Some retirees in New Zealand with large amounts of money to invest might be starting to think that term deposit rates are looking attractive. That is until of course, we do the calculation deducting tax from the interest and then the increase in the cost of living, in which case term deposits are delivering a negative return in real terms.
Informed investors know that, whilst term deposits can be useful as a short-term parking position, they are not practical for long-term investing.

The average asking price in New Zealand is down 10.5% from the market’s peak 12 months ago.
Recent data suggests that the national average asking price fell below $900,000 last month according to realestate.co.nz.
Currently sitting at around $889,036 this number is down by around $100,000 compared to January last year.

As the above table shows, New Zealand residential property remains expensive.
On another note, totally different, we have a new Prime Minister in New Zealand who appears to be popular and may mean the race to the finish line at the elections is shaping up to be a close one. What are you hoping for?
To Summarise …
The US Market has recently been somewhat buoyant, particularly compared to the last 12 months or so however, it’s a question of whether this upward spike can manifest itself into a more steady long-term upward trend. Unless significantly negative news emerges unexpectedly then we might be at the start of that upward trend.
That’s because there are signs that inflation is moderating in the US and that means that interest rate rises will follow. However, I think we all know that we are a long way from inflation being brought under control (around the 2% mark).
For New Zealand, the inflation battle is slightly more difficult at this stage however we may follow America and see our inflation slow down as well, as we progress over 2023. Further interest rate rises for New Zealand are ahead, almost without doubt. However, those rate rises could slow as we approach the 2nd half of 2023 here in New Zealand.

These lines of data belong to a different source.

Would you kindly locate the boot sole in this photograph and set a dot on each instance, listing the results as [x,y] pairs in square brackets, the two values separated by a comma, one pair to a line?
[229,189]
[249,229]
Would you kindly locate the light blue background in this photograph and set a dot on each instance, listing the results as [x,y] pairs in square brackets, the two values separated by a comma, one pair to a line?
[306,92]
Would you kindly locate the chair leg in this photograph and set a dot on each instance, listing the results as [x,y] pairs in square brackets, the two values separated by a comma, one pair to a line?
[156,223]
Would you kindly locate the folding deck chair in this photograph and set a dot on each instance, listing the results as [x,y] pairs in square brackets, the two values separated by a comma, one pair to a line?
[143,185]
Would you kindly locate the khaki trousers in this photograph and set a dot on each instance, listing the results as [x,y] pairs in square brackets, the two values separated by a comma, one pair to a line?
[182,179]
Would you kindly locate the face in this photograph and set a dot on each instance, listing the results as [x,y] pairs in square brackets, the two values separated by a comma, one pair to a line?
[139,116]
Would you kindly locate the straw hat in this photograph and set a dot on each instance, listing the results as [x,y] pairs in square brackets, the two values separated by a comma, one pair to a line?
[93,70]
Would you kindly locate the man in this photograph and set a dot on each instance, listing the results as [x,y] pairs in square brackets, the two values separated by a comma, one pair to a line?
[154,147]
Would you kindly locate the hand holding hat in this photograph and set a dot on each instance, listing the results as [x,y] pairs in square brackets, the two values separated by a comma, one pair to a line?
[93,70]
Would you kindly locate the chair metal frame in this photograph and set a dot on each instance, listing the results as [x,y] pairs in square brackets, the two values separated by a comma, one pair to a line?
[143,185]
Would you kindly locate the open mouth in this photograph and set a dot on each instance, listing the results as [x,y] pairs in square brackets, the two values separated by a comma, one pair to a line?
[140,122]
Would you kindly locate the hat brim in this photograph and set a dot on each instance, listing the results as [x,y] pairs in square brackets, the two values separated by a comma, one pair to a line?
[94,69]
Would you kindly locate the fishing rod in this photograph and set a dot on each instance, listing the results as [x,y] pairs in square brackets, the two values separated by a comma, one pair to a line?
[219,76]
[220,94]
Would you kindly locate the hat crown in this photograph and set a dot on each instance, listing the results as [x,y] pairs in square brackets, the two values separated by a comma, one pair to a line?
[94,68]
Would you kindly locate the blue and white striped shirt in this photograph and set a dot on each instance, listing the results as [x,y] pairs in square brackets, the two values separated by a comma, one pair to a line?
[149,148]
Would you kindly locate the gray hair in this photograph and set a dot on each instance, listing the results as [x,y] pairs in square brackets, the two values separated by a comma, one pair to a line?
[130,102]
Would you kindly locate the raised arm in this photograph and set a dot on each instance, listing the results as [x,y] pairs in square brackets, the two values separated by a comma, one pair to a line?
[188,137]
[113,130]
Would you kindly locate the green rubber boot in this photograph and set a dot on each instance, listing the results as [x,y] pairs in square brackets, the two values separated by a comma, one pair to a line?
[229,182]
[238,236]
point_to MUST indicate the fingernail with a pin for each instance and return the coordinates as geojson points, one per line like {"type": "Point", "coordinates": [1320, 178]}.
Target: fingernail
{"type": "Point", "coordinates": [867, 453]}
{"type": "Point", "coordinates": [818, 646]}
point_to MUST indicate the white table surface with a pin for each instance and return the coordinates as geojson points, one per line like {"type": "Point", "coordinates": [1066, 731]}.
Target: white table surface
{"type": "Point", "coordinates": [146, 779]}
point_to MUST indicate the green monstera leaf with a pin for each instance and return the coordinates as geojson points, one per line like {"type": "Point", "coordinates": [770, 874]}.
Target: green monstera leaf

That said, it is useful to remember that rising interest rates have a latent effect, and the impact of those increased rates can take time to show up in the economy.
Unemployment however, not only in New Zealand but worldwide, remains low which supports inflation.
Other drivers though such as shipping costs for example have come back quite a long way. This all means that we could be at the start of that disinflationary process like Jerome Powell the US Federal Reserve Governor recently said.
China is opening up after the COVID lockdown which helps support economic activity and growth. As you’ve read in this report, economic growth continues around the world although at modest levels. Slowing economic growth can help bring inflation under control.
As for the markets, earnings announcements that are currently underway are important. A mixed bag I suspect will be tolerated by the market with those individual companies’ share prices ‘punished’ as it were if they miss unexpectedly.
Significant misses that are unexpected could create concern across the markets, particularly if they outweigh those earnings announcements that are closer to expectation. We are in the midst of it now and so it will be interesting to see how this unfolds over the next few weeks.
All that said, providing our businesses are quality, then we can be relaxed about the security of our investment portfolios.
The reality is that businesses don’t always make more money every year or increased sales every year.
Sometimes they make less than other years.
So long as they maintain their position within their market niche, continue to develop their ecosystem and retain brand strength, those quarterly announcements will still affect the trading price near-term but are less relevant in the medium-term.
Overall, inflation is tracking in the right direction at the moment as economic activity slows and interest rates continue to rise.